LM : Ça peut paraître beaucoup pour un film européen mais oui, pour un dessin animé de ce type, c’est peu. Nos personnages sont en 2D d’ailleurs. C’est évidemment moins cher, mais heureusement, le budget sert à s’entourer d’une belle bande de collaborateurs dont plusieurs avaient travaillé sur La Tortue rouge. On a essayé tous ensemble de faire de ce dessin animé un grand spectacle pour le grand écran. Je suis très fier du résultat, mais ça a été une longue aventure.
Le Clap : Avez-vous envie d’en faire un autre ?

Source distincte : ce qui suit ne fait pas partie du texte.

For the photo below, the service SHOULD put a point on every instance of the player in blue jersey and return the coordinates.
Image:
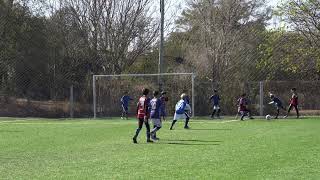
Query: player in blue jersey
(155, 115)
(215, 99)
(180, 111)
(164, 99)
(277, 103)
(125, 99)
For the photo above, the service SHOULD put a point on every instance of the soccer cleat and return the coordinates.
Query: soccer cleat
(149, 141)
(134, 140)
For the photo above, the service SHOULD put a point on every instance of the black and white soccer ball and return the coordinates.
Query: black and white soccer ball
(268, 117)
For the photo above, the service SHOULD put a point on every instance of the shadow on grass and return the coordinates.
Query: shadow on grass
(210, 129)
(187, 140)
(8, 131)
(188, 144)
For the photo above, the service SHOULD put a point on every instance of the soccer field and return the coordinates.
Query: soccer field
(103, 149)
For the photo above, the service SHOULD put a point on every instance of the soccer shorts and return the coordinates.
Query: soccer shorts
(156, 122)
(163, 112)
(216, 107)
(279, 106)
(179, 116)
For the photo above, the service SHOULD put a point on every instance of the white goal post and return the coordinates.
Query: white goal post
(96, 77)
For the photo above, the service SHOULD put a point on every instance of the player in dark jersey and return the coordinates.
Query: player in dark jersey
(124, 104)
(242, 107)
(155, 115)
(293, 103)
(277, 103)
(143, 110)
(163, 99)
(215, 99)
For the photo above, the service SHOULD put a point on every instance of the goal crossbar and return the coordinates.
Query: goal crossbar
(94, 78)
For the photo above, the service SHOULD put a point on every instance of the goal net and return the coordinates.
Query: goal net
(108, 90)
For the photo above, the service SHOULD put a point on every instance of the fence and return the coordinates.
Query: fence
(77, 101)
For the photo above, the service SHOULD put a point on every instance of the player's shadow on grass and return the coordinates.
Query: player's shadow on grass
(192, 140)
(8, 131)
(210, 129)
(190, 144)
(185, 142)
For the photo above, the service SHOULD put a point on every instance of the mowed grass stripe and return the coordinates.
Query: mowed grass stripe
(258, 149)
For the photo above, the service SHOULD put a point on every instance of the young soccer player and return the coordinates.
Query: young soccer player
(180, 111)
(143, 115)
(163, 99)
(243, 110)
(215, 99)
(293, 103)
(277, 103)
(155, 115)
(124, 104)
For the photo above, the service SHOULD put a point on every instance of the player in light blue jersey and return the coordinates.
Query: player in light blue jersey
(180, 111)
(155, 115)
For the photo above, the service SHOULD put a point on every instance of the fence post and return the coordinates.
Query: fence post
(261, 98)
(71, 102)
(193, 94)
(94, 97)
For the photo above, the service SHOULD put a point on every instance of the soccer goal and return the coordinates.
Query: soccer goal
(108, 90)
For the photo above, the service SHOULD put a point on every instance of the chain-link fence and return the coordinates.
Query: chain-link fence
(77, 101)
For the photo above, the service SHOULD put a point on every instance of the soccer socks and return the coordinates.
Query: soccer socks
(186, 124)
(148, 131)
(137, 133)
(218, 113)
(278, 112)
(172, 124)
(214, 112)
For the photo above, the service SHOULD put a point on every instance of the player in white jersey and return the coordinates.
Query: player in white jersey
(181, 109)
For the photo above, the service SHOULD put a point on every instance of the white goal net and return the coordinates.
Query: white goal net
(108, 90)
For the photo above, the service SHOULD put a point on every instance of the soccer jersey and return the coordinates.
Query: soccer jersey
(294, 100)
(277, 101)
(155, 105)
(143, 107)
(180, 107)
(242, 104)
(125, 100)
(215, 99)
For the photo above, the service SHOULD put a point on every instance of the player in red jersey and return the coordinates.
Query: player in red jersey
(242, 107)
(293, 102)
(143, 113)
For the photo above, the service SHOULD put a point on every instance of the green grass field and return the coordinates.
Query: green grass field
(103, 149)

LM : Hum, si l’aventure justement ne durait que deux ans plutôt que cinq ou encore si j’avais 30 ans plutôt que le double, oui. Mais sinon, l’illustration m’attend et j’ai hâte de retourner dans mon atelier et de recommencer à faire de la peinture.
Le Clap : Quelles sont vos principales influences en illustration, en BD ou en dessins animés?

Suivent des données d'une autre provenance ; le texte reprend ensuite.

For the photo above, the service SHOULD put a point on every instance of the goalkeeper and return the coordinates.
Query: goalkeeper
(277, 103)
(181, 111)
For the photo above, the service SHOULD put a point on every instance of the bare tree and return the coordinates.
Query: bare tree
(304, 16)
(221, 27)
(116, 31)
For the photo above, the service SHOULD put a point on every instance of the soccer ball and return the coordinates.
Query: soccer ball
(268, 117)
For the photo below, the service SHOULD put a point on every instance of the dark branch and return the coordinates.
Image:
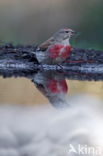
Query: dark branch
(83, 64)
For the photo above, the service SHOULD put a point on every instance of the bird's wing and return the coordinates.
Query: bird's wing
(44, 46)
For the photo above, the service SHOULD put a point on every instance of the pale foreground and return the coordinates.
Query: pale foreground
(45, 131)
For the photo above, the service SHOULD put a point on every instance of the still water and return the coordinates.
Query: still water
(60, 113)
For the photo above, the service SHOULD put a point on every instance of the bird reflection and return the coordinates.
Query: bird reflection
(53, 86)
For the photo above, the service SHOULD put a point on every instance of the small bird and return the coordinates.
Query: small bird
(56, 49)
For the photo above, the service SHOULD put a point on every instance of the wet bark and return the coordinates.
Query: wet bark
(82, 64)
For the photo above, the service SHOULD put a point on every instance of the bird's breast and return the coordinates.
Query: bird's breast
(59, 50)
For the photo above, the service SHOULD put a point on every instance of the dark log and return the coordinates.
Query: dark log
(82, 64)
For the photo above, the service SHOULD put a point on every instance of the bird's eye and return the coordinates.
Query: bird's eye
(66, 31)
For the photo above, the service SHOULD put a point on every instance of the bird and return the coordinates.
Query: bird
(56, 49)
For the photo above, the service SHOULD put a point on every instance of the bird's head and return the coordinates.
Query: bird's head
(63, 34)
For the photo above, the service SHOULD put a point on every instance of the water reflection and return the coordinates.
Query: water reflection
(52, 83)
(53, 86)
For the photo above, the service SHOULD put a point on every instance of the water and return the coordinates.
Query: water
(59, 128)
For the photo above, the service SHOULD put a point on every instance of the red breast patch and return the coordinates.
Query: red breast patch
(66, 52)
(55, 51)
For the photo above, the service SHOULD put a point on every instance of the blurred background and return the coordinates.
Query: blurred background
(34, 21)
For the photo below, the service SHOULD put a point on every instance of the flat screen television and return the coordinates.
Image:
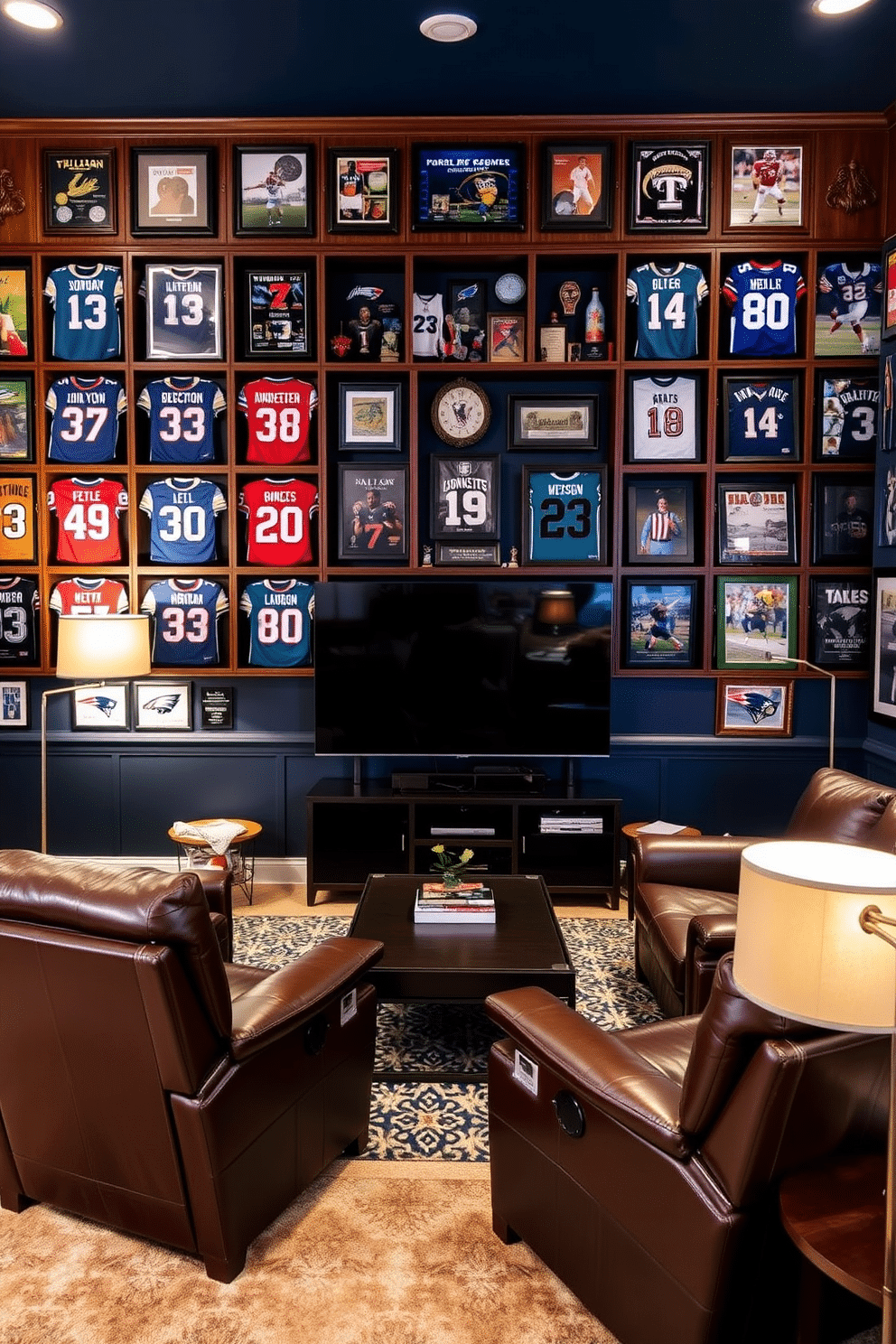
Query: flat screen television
(462, 668)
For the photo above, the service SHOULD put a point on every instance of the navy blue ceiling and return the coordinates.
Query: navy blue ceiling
(322, 58)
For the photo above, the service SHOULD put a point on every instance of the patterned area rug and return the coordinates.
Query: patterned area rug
(449, 1121)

LM : Mes influences sont celles de quelques grands peintres comme Francis Bacon et aussi des dessinateurs de BD sud-américains impressionnistes. Il y a également Disney le visionnaire, Miyazaki, Yellow Submarine et Roland Topor qui ont été importants pour moi.
Le Clap : Le film est une coproduction entre la France et l’Italie. Comment va l’industrie italienne du cinéma actuellement?
LM : J’ai beau vivre en France, je sais que la situation n’est pas rose. Le cinéma italien s’est replié sur lui-même depuis plusieurs années. En gros, le cinéma italien actuel se limite aux comédies populaires qui ne s’exportent pas vraiment. Mais heureusement il y a quand même Garrone, Sorrentino, Moretti et Pietro Marcello qui font des films très intéressants.
La Fameuse Invasion des ours en Sicile sera à l’affiche au Clap dès le 28 février.
Cette entrevue a été réalisée sur invitation, dans le cadre de la 22e édition des Rendez-vous du cinéma d’UniFrance 2020, à Paris.